We live in a frantic, goal-obsessed, myopic time. Everything undertaken has to have a purpose, outcome or a destination, or it’s invalid. But art doesn’t care a noodle about your Apple watch, your fitness goals, active lifestyle, right swipes, career and surrender on black pudding. Art will be around far longer than Kondo’s books remain in print. Art exists on its own terms and untidy timeline.

As for culling one’s unread books – while that may be essential for reducing fire and tripping hazards, it is certainly not a satisfying engagement with the possibilities of literature. (Unless it’s self-help or golf, in which case, toss it.) Success is, eventually, actually reading your unread books, or at least holding on to them long enough that they have the chance to satisfy, dissatisfy or dement you. Unread books are imagined reading futures, not an indication of failure.
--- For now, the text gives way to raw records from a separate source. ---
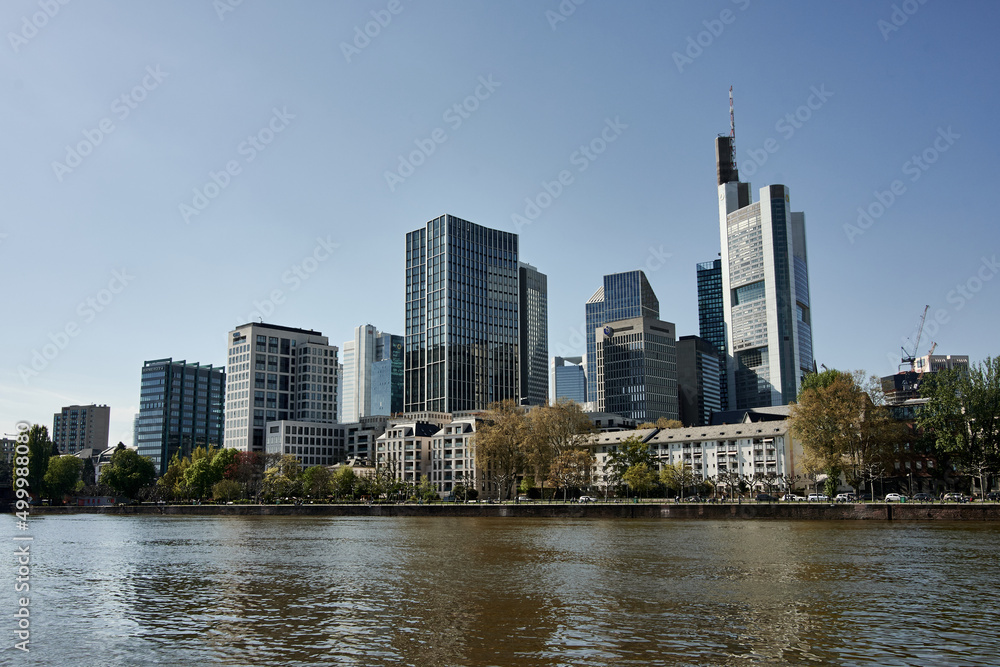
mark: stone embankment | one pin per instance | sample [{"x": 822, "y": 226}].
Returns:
[{"x": 599, "y": 510}]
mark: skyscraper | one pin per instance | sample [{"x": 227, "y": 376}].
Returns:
[
  {"x": 622, "y": 296},
  {"x": 765, "y": 289},
  {"x": 534, "y": 335},
  {"x": 180, "y": 409},
  {"x": 462, "y": 316},
  {"x": 277, "y": 373}
]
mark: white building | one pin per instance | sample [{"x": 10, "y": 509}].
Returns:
[{"x": 277, "y": 373}]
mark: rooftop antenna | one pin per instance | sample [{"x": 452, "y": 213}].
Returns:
[{"x": 732, "y": 128}]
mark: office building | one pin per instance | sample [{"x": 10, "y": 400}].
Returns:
[
  {"x": 765, "y": 289},
  {"x": 78, "y": 427},
  {"x": 622, "y": 296},
  {"x": 180, "y": 409},
  {"x": 373, "y": 374},
  {"x": 699, "y": 380},
  {"x": 277, "y": 373},
  {"x": 534, "y": 335},
  {"x": 462, "y": 315},
  {"x": 637, "y": 369},
  {"x": 569, "y": 379}
]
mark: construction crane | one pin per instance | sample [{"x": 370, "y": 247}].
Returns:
[{"x": 911, "y": 357}]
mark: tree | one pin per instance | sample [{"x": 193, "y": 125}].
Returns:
[
  {"x": 62, "y": 475},
  {"x": 500, "y": 445},
  {"x": 316, "y": 482},
  {"x": 128, "y": 472},
  {"x": 572, "y": 468},
  {"x": 963, "y": 417}
]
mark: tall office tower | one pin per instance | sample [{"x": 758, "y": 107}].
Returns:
[
  {"x": 534, "y": 335},
  {"x": 637, "y": 369},
  {"x": 277, "y": 373},
  {"x": 461, "y": 350},
  {"x": 623, "y": 296},
  {"x": 765, "y": 289},
  {"x": 569, "y": 378},
  {"x": 78, "y": 427},
  {"x": 180, "y": 409},
  {"x": 699, "y": 379},
  {"x": 370, "y": 350},
  {"x": 712, "y": 317}
]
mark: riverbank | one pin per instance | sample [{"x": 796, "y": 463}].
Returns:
[{"x": 793, "y": 511}]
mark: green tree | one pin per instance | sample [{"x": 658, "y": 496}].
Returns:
[
  {"x": 500, "y": 443},
  {"x": 62, "y": 475},
  {"x": 963, "y": 417},
  {"x": 128, "y": 472}
]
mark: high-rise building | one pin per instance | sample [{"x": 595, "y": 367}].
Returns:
[
  {"x": 699, "y": 380},
  {"x": 277, "y": 373},
  {"x": 180, "y": 409},
  {"x": 534, "y": 335},
  {"x": 622, "y": 296},
  {"x": 765, "y": 290},
  {"x": 79, "y": 427},
  {"x": 637, "y": 369},
  {"x": 569, "y": 378},
  {"x": 373, "y": 372},
  {"x": 462, "y": 316}
]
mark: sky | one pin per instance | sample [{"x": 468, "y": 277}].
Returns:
[{"x": 173, "y": 169}]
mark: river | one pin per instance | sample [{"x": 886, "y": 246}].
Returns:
[{"x": 145, "y": 590}]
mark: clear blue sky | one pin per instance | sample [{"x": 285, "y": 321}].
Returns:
[{"x": 331, "y": 116}]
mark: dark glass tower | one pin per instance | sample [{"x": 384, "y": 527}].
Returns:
[
  {"x": 462, "y": 317},
  {"x": 623, "y": 296},
  {"x": 180, "y": 409}
]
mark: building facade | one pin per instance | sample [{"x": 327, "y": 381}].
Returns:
[
  {"x": 699, "y": 380},
  {"x": 180, "y": 409},
  {"x": 79, "y": 427},
  {"x": 533, "y": 294},
  {"x": 277, "y": 373},
  {"x": 637, "y": 369},
  {"x": 765, "y": 290},
  {"x": 622, "y": 296},
  {"x": 462, "y": 317}
]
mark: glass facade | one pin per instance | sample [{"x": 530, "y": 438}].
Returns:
[
  {"x": 180, "y": 409},
  {"x": 622, "y": 296},
  {"x": 462, "y": 317}
]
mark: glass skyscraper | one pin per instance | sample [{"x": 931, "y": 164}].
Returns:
[
  {"x": 180, "y": 409},
  {"x": 623, "y": 296},
  {"x": 462, "y": 317}
]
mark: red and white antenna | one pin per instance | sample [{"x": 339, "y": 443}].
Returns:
[{"x": 732, "y": 129}]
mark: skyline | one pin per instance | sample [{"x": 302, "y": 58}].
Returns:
[{"x": 588, "y": 132}]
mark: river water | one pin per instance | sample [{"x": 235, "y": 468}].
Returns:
[{"x": 144, "y": 590}]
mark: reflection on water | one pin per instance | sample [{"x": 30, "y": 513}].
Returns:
[{"x": 487, "y": 591}]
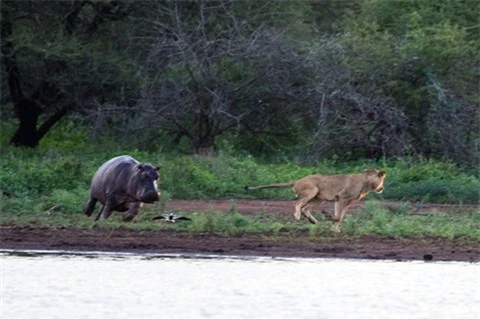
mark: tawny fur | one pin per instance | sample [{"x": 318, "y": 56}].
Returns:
[{"x": 343, "y": 190}]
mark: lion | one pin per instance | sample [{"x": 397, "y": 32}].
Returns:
[{"x": 343, "y": 190}]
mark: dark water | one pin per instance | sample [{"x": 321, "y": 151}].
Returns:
[{"x": 155, "y": 286}]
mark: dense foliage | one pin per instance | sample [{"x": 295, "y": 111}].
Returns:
[{"x": 301, "y": 81}]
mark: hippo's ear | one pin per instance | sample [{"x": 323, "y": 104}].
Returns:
[{"x": 139, "y": 167}]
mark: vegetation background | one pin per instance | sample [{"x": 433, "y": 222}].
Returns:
[{"x": 222, "y": 94}]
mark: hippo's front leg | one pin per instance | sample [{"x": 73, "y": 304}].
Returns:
[
  {"x": 106, "y": 209},
  {"x": 133, "y": 210}
]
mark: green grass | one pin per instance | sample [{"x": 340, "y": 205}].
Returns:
[
  {"x": 395, "y": 223},
  {"x": 49, "y": 186}
]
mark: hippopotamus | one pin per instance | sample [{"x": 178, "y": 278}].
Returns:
[{"x": 123, "y": 184}]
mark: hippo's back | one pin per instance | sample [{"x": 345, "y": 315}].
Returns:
[{"x": 112, "y": 176}]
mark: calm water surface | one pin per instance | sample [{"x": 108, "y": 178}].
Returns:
[{"x": 152, "y": 286}]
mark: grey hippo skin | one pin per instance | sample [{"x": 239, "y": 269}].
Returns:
[{"x": 123, "y": 184}]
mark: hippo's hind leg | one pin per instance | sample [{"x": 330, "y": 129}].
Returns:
[
  {"x": 88, "y": 210},
  {"x": 133, "y": 210}
]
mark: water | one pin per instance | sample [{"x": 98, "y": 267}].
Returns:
[{"x": 155, "y": 286}]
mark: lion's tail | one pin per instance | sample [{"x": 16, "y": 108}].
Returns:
[{"x": 278, "y": 185}]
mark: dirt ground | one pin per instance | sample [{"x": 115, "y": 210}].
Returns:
[{"x": 280, "y": 245}]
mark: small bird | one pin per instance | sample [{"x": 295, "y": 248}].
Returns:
[{"x": 171, "y": 218}]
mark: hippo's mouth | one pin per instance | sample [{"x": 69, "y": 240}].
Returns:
[{"x": 151, "y": 198}]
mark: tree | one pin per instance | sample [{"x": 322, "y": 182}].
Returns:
[
  {"x": 51, "y": 53},
  {"x": 215, "y": 68}
]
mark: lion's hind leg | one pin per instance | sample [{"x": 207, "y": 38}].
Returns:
[
  {"x": 341, "y": 208},
  {"x": 306, "y": 211}
]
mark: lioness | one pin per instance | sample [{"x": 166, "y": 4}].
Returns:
[{"x": 313, "y": 190}]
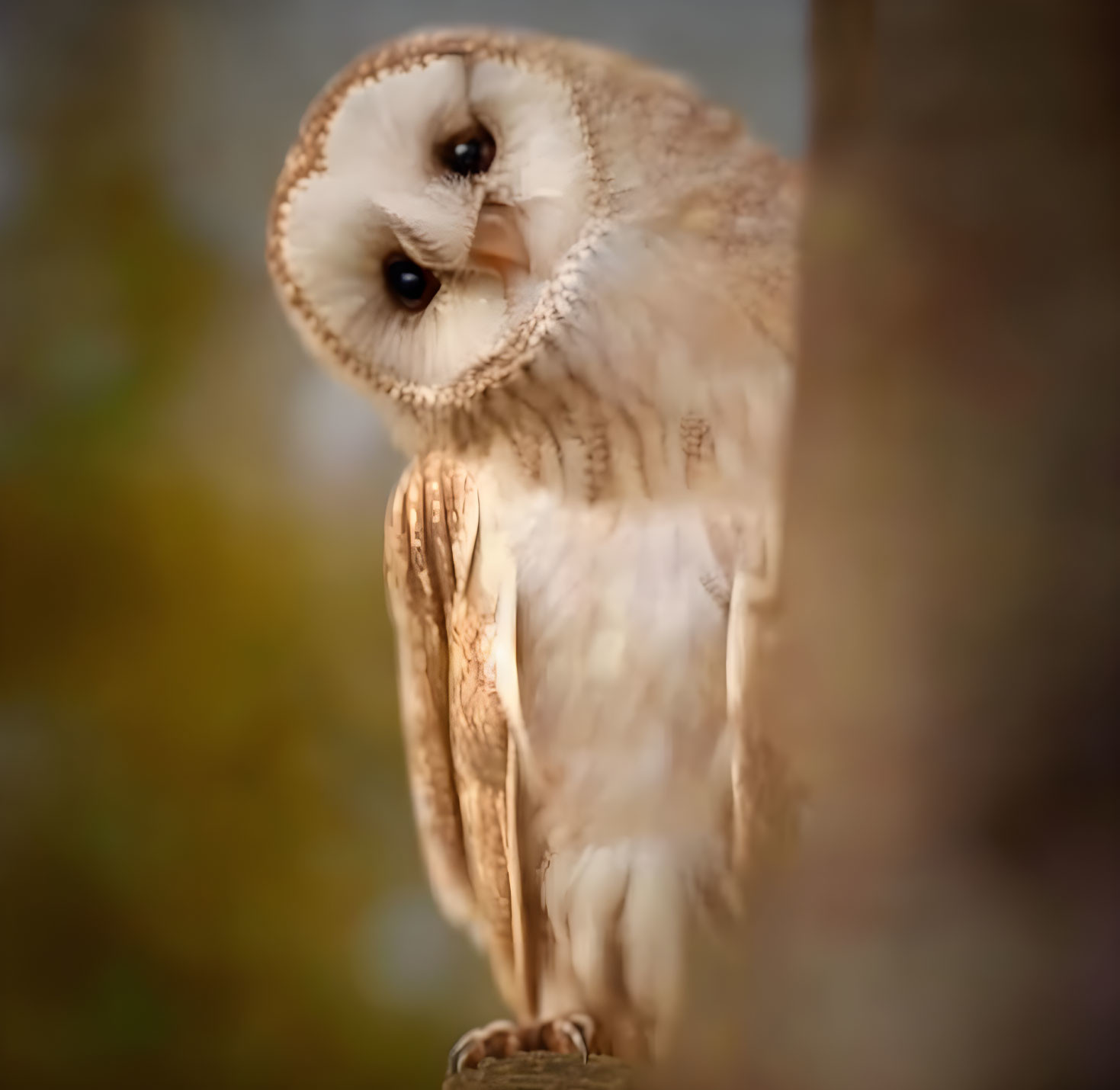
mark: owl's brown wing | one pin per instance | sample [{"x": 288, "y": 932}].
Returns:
[{"x": 463, "y": 765}]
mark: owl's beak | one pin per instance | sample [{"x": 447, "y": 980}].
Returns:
[{"x": 499, "y": 243}]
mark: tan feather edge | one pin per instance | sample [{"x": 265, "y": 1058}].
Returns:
[
  {"x": 453, "y": 713},
  {"x": 424, "y": 699}
]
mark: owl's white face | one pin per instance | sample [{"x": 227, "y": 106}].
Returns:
[{"x": 436, "y": 203}]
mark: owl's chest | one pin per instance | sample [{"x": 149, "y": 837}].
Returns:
[{"x": 621, "y": 650}]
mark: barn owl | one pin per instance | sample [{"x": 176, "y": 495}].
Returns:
[{"x": 567, "y": 283}]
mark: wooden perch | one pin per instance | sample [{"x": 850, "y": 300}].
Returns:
[{"x": 546, "y": 1071}]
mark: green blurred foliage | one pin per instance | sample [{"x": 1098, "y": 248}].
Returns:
[{"x": 205, "y": 837}]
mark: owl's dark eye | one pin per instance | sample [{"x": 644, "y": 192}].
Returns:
[
  {"x": 470, "y": 152},
  {"x": 411, "y": 286}
]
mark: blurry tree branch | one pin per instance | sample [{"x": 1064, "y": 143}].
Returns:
[
  {"x": 945, "y": 678},
  {"x": 546, "y": 1071}
]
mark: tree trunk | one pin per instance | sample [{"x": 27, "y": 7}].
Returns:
[{"x": 945, "y": 679}]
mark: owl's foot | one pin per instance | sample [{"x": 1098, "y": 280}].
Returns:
[{"x": 573, "y": 1034}]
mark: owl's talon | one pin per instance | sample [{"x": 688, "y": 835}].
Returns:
[
  {"x": 573, "y": 1035},
  {"x": 496, "y": 1039}
]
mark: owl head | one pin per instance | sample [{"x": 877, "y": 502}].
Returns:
[
  {"x": 435, "y": 190},
  {"x": 463, "y": 207}
]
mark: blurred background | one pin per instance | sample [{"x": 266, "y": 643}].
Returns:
[{"x": 208, "y": 875}]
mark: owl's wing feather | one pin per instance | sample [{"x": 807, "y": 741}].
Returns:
[
  {"x": 419, "y": 563},
  {"x": 463, "y": 768}
]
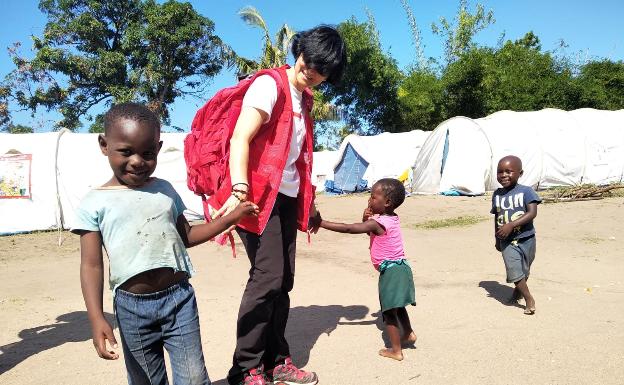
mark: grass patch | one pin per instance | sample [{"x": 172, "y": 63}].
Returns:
[{"x": 461, "y": 221}]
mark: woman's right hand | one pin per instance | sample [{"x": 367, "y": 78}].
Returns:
[{"x": 228, "y": 206}]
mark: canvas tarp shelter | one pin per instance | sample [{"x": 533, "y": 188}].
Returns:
[
  {"x": 323, "y": 167},
  {"x": 387, "y": 155},
  {"x": 557, "y": 148},
  {"x": 64, "y": 166}
]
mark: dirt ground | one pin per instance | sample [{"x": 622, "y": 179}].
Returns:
[{"x": 466, "y": 332}]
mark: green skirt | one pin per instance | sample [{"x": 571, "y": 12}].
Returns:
[{"x": 396, "y": 287}]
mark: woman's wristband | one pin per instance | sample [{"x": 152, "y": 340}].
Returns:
[
  {"x": 240, "y": 199},
  {"x": 241, "y": 184}
]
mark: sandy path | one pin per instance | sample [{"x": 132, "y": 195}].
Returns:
[{"x": 466, "y": 334}]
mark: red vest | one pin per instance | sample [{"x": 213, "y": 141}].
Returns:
[{"x": 268, "y": 152}]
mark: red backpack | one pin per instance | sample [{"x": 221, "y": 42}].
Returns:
[{"x": 207, "y": 146}]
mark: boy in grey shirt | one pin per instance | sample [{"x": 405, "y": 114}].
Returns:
[{"x": 514, "y": 207}]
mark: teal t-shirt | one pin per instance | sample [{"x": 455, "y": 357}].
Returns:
[{"x": 138, "y": 227}]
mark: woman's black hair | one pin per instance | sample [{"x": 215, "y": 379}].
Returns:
[
  {"x": 132, "y": 111},
  {"x": 392, "y": 189},
  {"x": 323, "y": 50}
]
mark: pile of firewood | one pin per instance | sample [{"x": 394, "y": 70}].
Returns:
[{"x": 579, "y": 193}]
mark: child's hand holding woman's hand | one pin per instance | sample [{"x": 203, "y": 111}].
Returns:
[
  {"x": 102, "y": 331},
  {"x": 245, "y": 209}
]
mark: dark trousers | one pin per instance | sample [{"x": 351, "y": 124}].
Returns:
[{"x": 263, "y": 311}]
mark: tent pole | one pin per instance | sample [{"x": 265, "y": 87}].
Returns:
[{"x": 59, "y": 219}]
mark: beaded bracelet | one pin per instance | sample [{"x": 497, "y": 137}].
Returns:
[
  {"x": 241, "y": 200},
  {"x": 243, "y": 183}
]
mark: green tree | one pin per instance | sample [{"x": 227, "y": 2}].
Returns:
[
  {"x": 19, "y": 129},
  {"x": 368, "y": 92},
  {"x": 96, "y": 52},
  {"x": 421, "y": 100},
  {"x": 520, "y": 77},
  {"x": 274, "y": 54},
  {"x": 459, "y": 34},
  {"x": 462, "y": 83},
  {"x": 602, "y": 85}
]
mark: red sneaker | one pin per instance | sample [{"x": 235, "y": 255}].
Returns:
[
  {"x": 254, "y": 377},
  {"x": 288, "y": 374}
]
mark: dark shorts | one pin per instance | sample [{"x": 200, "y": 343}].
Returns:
[
  {"x": 518, "y": 256},
  {"x": 396, "y": 287}
]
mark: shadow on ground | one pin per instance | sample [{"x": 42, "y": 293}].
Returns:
[
  {"x": 70, "y": 327},
  {"x": 501, "y": 293},
  {"x": 307, "y": 323}
]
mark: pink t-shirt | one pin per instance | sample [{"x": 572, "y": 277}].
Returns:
[{"x": 389, "y": 246}]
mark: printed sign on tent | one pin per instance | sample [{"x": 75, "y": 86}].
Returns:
[{"x": 15, "y": 176}]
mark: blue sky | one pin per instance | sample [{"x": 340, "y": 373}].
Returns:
[{"x": 591, "y": 29}]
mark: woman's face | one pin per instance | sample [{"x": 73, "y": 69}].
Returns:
[{"x": 306, "y": 77}]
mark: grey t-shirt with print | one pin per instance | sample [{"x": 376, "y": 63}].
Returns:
[{"x": 509, "y": 205}]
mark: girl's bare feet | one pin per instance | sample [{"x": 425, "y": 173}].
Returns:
[
  {"x": 409, "y": 339},
  {"x": 390, "y": 354}
]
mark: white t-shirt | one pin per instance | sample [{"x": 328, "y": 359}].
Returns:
[{"x": 262, "y": 94}]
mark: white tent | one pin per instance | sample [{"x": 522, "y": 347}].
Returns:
[
  {"x": 374, "y": 157},
  {"x": 64, "y": 167},
  {"x": 557, "y": 148},
  {"x": 323, "y": 167},
  {"x": 57, "y": 169}
]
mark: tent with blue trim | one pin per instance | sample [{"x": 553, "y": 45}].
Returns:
[{"x": 363, "y": 160}]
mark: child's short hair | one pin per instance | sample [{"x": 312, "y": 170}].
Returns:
[
  {"x": 323, "y": 50},
  {"x": 132, "y": 111},
  {"x": 393, "y": 189}
]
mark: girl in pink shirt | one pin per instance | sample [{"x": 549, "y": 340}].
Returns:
[{"x": 396, "y": 283}]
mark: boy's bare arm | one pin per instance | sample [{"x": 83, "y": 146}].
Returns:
[
  {"x": 197, "y": 234},
  {"x": 497, "y": 245},
  {"x": 370, "y": 226},
  {"x": 92, "y": 283}
]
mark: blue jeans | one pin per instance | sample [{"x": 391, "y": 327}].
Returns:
[{"x": 165, "y": 319}]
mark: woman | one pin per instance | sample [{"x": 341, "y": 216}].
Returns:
[{"x": 270, "y": 164}]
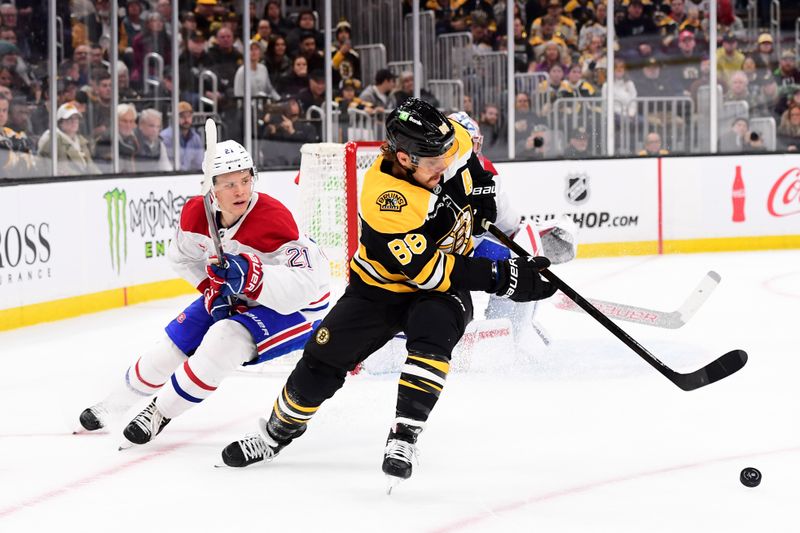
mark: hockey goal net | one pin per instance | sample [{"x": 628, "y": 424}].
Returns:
[{"x": 330, "y": 183}]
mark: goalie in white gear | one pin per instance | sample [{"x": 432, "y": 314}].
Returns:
[
  {"x": 555, "y": 241},
  {"x": 263, "y": 305}
]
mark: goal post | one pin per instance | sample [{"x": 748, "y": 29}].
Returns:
[{"x": 330, "y": 182}]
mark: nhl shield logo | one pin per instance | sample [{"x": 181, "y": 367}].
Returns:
[{"x": 577, "y": 188}]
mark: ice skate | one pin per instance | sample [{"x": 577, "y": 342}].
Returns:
[
  {"x": 102, "y": 413},
  {"x": 400, "y": 454},
  {"x": 144, "y": 426},
  {"x": 255, "y": 447},
  {"x": 93, "y": 418}
]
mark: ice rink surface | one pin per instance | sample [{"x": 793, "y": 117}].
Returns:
[{"x": 582, "y": 436}]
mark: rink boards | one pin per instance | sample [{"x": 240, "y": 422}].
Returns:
[{"x": 84, "y": 246}]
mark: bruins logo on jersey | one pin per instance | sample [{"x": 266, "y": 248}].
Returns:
[{"x": 391, "y": 201}]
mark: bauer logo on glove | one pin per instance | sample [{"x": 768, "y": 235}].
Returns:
[
  {"x": 244, "y": 276},
  {"x": 518, "y": 279}
]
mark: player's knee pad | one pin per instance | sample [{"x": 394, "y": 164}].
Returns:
[
  {"x": 226, "y": 345},
  {"x": 152, "y": 369},
  {"x": 314, "y": 381}
]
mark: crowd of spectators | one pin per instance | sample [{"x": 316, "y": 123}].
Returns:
[{"x": 661, "y": 51}]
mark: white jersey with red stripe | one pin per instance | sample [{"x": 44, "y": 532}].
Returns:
[{"x": 296, "y": 272}]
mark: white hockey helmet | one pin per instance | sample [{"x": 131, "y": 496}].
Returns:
[
  {"x": 472, "y": 127},
  {"x": 228, "y": 157}
]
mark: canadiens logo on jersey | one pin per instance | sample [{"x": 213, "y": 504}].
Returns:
[{"x": 391, "y": 201}]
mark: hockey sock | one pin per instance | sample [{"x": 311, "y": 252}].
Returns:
[
  {"x": 290, "y": 414},
  {"x": 226, "y": 346},
  {"x": 421, "y": 382},
  {"x": 148, "y": 374}
]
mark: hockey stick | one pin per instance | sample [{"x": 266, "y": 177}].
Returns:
[
  {"x": 652, "y": 317},
  {"x": 718, "y": 369},
  {"x": 211, "y": 217}
]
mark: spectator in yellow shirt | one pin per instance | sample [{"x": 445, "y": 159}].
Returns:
[{"x": 729, "y": 58}]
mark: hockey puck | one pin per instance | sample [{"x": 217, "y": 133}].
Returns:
[{"x": 750, "y": 477}]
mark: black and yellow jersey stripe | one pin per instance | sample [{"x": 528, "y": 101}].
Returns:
[{"x": 412, "y": 238}]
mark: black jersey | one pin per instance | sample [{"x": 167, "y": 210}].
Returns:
[{"x": 413, "y": 238}]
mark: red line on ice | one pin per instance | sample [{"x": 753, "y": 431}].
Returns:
[
  {"x": 470, "y": 521},
  {"x": 109, "y": 472}
]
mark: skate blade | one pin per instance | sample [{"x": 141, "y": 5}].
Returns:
[{"x": 392, "y": 482}]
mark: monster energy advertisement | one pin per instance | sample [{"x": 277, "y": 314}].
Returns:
[{"x": 148, "y": 219}]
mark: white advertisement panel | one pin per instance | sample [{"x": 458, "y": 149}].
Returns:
[
  {"x": 704, "y": 199},
  {"x": 68, "y": 239},
  {"x": 609, "y": 200},
  {"x": 25, "y": 249}
]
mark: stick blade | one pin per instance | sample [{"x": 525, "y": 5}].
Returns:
[{"x": 723, "y": 367}]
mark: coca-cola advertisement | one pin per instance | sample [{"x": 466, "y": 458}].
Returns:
[
  {"x": 738, "y": 196},
  {"x": 784, "y": 197},
  {"x": 734, "y": 197}
]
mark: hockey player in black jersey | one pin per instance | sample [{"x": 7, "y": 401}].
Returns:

Some of the most rewarding books I own, beginning with my Bible, have grieved, challenged, and stretched me in the most painful yet rewarding ways. Several are worth re-reading again and again, sharing with friends, and passing along to my children and their children.

Despite my predilection for book collection, I am a fervent supporter of local libraries and encourage their patronage for books that we enjoy exploring which are, for whatever reasons, not worth retaining in our personal libraries.

The bigger takeaway from all of this is that each of us, rather than being carried away by the cultural wave of the moment, needs to use wisdom and discretion when it comes to what we own, how we spend our money, and how we decide which experts of the moment are worth listening to.The way I feel about my books is the way my husband feels about his tools. Some of the more obscure specialty tools might only be used  yearly, but when needed, they are worth every penny and whatever bit of space they occupy.

Materialism and collection of worthless clutter is expensive and causes unnecessary stress. That’s something most all agree on. How we approach Marie Kondo’s needed invitation to examine our relationship with our stuff will be as varied as each of our homes and families.

How many books in your library are you willing to part with?